FAA Faces Obstacles In Approving 787 Fix

By Reuters
March 06, 2013
Credit: Joe Walker

Boeing said this week it can move “really fast” to get its 787 Dreamliner back into the skies once regulators approve a fix for burning batteries on board the plane.

Regulators may not move so quickly.

The U.S. Federal Aviation Administration, which grounded Boeing’s high-tech jet nearly seven weeks ago, faces unusually tough obstacles in approving it for flight - one of them brought on by the agency’s own boss.

Transportation Secretary Ray LaHood set an impossible standard early in the crisis by promising that the Dreamliner won’t return to the skies until regulators are “1,000 percent sure” of its safety.

Because no aircraft is 100 percent safe, “it is going to be a challenge for the FAA to dial back from some of the overheated rhetoric,” said Richard Aboulafia, an aerospace analyst at the Teal Group in Virginia.

Boeing Co’s flagship jetliner has been grounded for nearly seven weeks, costing an estimated $350 million, after lithium ion batteries overheated on two 787s in January.

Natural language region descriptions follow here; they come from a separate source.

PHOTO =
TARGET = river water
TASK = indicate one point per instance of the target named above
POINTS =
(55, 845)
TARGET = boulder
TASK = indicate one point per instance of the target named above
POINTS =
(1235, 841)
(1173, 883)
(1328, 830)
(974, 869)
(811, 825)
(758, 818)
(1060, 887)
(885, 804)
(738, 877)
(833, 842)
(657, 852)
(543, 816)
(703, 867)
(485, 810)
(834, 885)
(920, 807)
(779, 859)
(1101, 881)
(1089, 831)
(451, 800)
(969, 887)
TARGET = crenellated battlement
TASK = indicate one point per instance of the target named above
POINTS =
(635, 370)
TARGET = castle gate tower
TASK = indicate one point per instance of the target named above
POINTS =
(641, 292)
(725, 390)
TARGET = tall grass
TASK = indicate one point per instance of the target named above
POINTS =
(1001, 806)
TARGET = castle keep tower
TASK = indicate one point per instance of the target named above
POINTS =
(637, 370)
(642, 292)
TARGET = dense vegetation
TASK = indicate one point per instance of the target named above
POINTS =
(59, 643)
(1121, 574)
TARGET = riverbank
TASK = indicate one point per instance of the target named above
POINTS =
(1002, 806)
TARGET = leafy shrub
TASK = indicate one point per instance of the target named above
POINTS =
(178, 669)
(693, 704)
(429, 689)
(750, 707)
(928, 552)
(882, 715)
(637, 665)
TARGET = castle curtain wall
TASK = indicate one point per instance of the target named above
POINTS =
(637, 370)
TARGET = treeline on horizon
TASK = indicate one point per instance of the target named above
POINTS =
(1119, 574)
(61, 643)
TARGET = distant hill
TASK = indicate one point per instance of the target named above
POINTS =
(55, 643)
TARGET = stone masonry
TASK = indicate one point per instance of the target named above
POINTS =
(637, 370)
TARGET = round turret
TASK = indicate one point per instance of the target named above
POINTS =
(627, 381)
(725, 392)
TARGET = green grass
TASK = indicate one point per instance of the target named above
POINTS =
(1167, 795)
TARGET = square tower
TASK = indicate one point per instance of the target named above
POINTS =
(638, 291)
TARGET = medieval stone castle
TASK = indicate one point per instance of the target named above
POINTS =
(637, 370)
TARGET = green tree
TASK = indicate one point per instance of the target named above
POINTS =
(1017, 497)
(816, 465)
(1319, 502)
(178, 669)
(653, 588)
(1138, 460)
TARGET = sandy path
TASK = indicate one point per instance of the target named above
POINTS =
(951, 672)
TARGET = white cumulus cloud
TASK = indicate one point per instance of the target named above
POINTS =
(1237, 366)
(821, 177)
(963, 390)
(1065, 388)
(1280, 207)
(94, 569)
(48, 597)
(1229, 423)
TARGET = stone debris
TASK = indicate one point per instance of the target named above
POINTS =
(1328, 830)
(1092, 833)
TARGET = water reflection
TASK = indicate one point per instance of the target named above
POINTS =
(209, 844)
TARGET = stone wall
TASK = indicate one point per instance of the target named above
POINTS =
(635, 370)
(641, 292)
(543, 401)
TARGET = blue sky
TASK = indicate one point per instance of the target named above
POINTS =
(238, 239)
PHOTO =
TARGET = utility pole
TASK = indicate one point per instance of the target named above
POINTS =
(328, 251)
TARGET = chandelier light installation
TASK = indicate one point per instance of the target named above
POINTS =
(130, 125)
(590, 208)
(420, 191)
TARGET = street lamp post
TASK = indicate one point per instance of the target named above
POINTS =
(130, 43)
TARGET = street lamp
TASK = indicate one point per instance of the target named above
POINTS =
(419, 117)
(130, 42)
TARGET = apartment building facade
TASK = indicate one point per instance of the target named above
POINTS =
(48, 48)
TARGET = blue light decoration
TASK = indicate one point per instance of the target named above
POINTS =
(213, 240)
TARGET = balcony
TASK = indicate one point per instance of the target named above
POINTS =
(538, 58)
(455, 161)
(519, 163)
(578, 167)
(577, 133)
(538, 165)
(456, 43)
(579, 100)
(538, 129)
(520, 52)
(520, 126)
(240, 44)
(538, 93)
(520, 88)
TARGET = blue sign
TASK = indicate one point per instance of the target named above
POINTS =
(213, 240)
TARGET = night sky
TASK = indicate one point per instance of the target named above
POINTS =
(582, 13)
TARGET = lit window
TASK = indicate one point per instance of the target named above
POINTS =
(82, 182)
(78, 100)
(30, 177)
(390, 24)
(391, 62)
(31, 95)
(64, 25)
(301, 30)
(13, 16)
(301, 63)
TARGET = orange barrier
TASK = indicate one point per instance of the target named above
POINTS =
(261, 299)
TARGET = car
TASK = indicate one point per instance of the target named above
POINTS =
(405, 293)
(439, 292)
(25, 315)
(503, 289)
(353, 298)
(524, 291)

The National Transportation Safety Board this week is due to issue an update on its investigation into what caused the battery to overheat and smoke but has indicated it will take longer to get to the bottom of what went wrong.

Boeing proposed a fix two weeks ago, but safety experts said approval from the FAA will be difficult as long as what caused the batteries to melt down remains a mystery.

Even if the battery failures are fully explained, safety experts said, that does not make the Dreamliner “1,000 percent safe.” Plane makers and the FAA always aim to reduce risk to levels that may approach zero but never reach it.